Like so much else this is also, in the end, a question of power and class. The NHS – treated as some kind of secular religion – is to be used as a means of shaming the population (especially the bestial lower orders) into behaving in a more comely, acceptable fashion. The class prejudice inherent in all this is rarely far from the surface. The common people are revolting. Their pleasures must be taxed or, wherever possible, suppressed entirely (see extending the ban on smoking in working-class clubs for example).
And, always, the message is simple: the people – poor, lardy, wheezing, sods – are too stupid to make their own choices and it is government’s role to save them from themselves.
Next step then is plain packaging for breakfast cereals....


  1. Eric, care to weigh in on a debate I'm having about this elsewhere? Specifically, does loss of tax revenue as a result of lower productivity (e.g. due to smoking, eating too much) count as an externality? I've argued that the government would have to be spending efficiently, which is unlikely, for the loss of revenue to count as an externality and so it probably doesn't (count). Not sure if that's right, but the notion (i.e. loss-of-revenue-due-to-lower-productivity-as-externality) seems odd to me.

  2. Its those productivity costs and lifestyle costs where the nazis propagandists make the real fairytale claims in costs..........when it comes down to actual costs over revenue generated by tobacco the government wins per the plan. However the prohibitionists still create mythological studies and never ending claims based upon their own invented terminology in junk studies produced whether economic or science.

  3. Chaouachi, Kamal

    Tobacco researcher specializing in medical anthropology. Holder
    of a post-graduate diploma in Tobacco Science from the University of
    Paris (1998). Taught hookah science to French doctors (University of
    Paris XI–XII, 2006–2010). Scientific collaborator of various research
    centres in Asia, Africa and Europe. Paris, France

    – Since prohibitionists are not capable of producing quality
    evidence, they rely on quantity so that each new “study” can contain
    sentences like “There is an accumulation of evidence that”
    environment[al] tobacco smoke kills, etc.… and the not less classical
    ending call for funding: “More research is needed.”

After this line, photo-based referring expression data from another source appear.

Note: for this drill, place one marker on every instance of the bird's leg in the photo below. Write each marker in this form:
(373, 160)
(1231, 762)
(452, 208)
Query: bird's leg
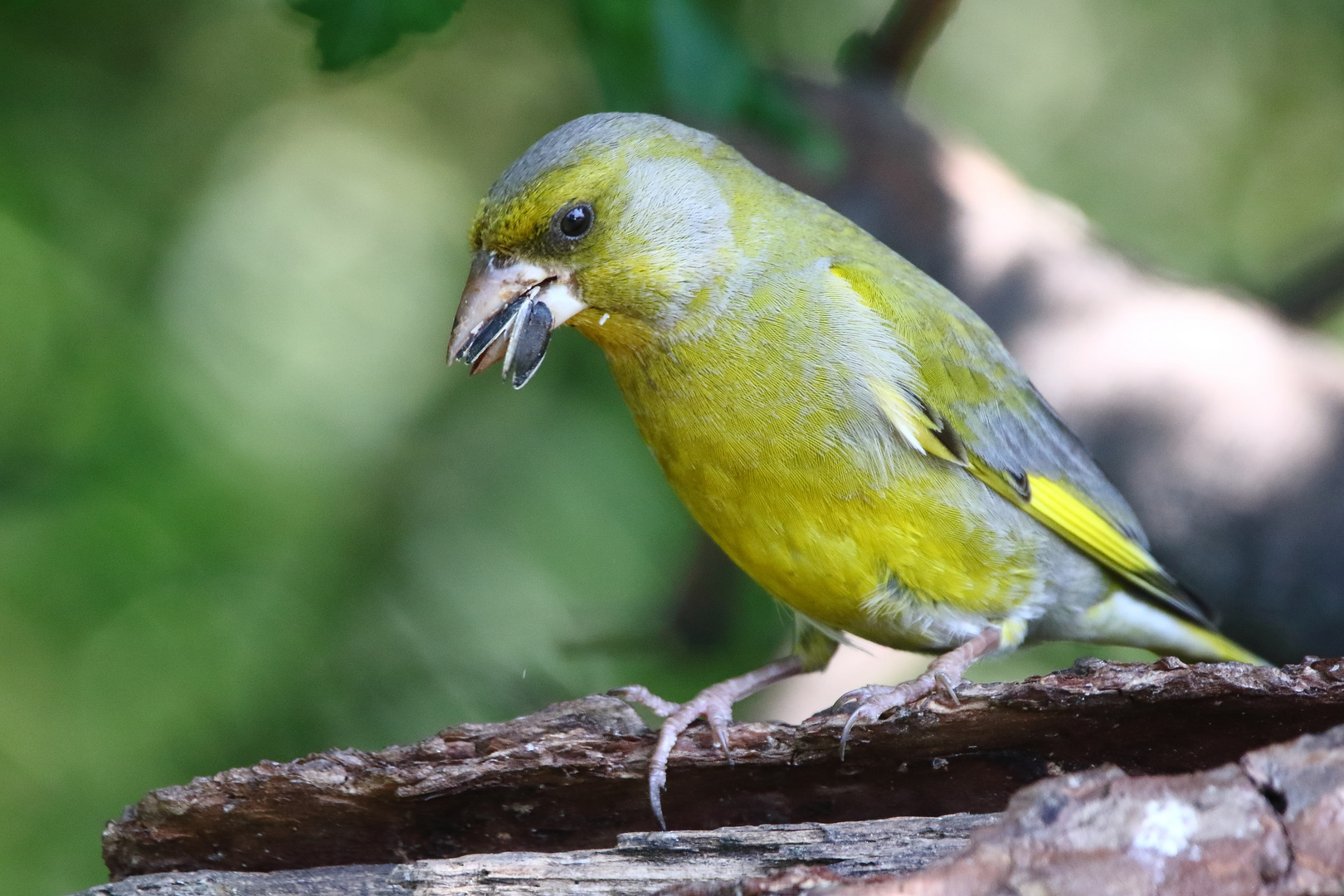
(942, 674)
(714, 703)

    – Besides, they have themselves set the criteria for considering
    acceptable “evidence”. For instance, who controls the so­ called
    evidence published in WHO reports? The WHO Tobacco Study Group (TobReg)
    experts of course. Who are those experts? The same who are to be found
    in the editorial boards and peer­ reviewers lists of numerous journals
    supposed to provide the evidence at the grass­root level. This is a
    vicious circle, a global trick, a global hold up of science.

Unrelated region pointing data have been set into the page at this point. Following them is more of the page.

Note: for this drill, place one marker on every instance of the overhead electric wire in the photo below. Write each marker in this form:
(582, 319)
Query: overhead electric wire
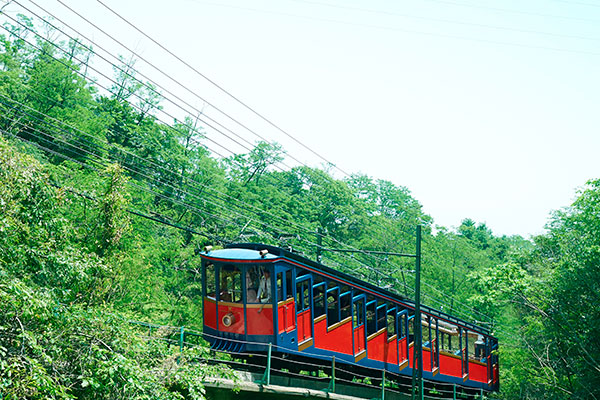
(170, 198)
(238, 226)
(185, 87)
(219, 87)
(312, 243)
(144, 84)
(113, 81)
(140, 98)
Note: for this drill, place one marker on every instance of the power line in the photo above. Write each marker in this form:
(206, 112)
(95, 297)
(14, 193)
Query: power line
(220, 87)
(185, 87)
(91, 50)
(40, 49)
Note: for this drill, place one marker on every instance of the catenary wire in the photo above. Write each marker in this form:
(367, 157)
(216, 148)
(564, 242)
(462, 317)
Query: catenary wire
(186, 88)
(221, 88)
(61, 49)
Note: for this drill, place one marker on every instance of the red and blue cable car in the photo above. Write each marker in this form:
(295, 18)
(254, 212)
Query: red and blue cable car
(256, 294)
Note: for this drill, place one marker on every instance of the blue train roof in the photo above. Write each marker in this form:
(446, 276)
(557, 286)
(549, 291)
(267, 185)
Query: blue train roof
(251, 252)
(239, 254)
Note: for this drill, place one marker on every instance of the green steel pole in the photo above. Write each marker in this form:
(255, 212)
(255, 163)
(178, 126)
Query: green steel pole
(333, 374)
(418, 353)
(181, 337)
(383, 384)
(269, 366)
(319, 244)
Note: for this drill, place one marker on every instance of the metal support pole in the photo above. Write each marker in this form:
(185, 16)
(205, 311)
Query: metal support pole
(331, 387)
(268, 371)
(418, 348)
(383, 384)
(333, 374)
(181, 337)
(319, 244)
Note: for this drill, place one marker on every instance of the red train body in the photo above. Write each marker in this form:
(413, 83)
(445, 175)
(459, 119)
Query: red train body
(257, 294)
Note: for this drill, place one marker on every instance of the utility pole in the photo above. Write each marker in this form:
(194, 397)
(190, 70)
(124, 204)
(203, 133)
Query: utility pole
(319, 244)
(418, 347)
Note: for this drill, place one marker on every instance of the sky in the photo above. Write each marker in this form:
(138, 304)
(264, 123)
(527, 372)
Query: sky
(483, 109)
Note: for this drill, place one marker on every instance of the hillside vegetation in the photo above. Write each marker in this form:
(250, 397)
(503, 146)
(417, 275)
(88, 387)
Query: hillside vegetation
(104, 208)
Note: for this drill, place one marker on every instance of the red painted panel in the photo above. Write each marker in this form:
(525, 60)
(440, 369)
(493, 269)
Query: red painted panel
(359, 339)
(450, 365)
(210, 313)
(477, 372)
(260, 320)
(391, 354)
(307, 324)
(281, 319)
(238, 313)
(286, 317)
(402, 350)
(426, 360)
(376, 347)
(290, 318)
(304, 331)
(337, 339)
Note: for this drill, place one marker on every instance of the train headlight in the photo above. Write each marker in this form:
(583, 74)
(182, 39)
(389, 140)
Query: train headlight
(228, 319)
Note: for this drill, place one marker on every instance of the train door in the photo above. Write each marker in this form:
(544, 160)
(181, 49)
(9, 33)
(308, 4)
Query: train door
(402, 320)
(286, 316)
(304, 311)
(435, 345)
(358, 326)
(464, 352)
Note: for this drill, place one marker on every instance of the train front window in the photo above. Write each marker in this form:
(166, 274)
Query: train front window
(333, 307)
(254, 277)
(319, 299)
(371, 320)
(211, 281)
(391, 321)
(358, 316)
(230, 284)
(279, 286)
(264, 293)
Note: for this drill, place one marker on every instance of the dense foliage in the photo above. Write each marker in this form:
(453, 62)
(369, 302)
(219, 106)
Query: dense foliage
(104, 207)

  4. Slim truth in fat and smoking figures

    Michael West
    November 23, 2011 - 11:39AM.

    A leading actuary has lampooned health lobby figures on the costs of smoking and obesity as being extravagantly inflated and based on suspect methodology.

    “The numbers are all over the place,” writes Geoff Dunsford in the September edition of Actuary Australia. And they are “big numbers” – the implication being that they are too big.

    “Obesity costs $58.2 billion,” he exclaims, “that’s around twice the cost of age pensions!”

    The sheer size of the numbers, argues the Sydney actuary, perverts government policy. It can lead to poor spending decisions. The credibility of the numbers from the health lobby is therefore critical to government policy.

    The press and the public have been led to believe that the costs to the system are higher than they really are so the government can “justify use of taxpayers’ money on measures to reduce its prevalence and prevention”.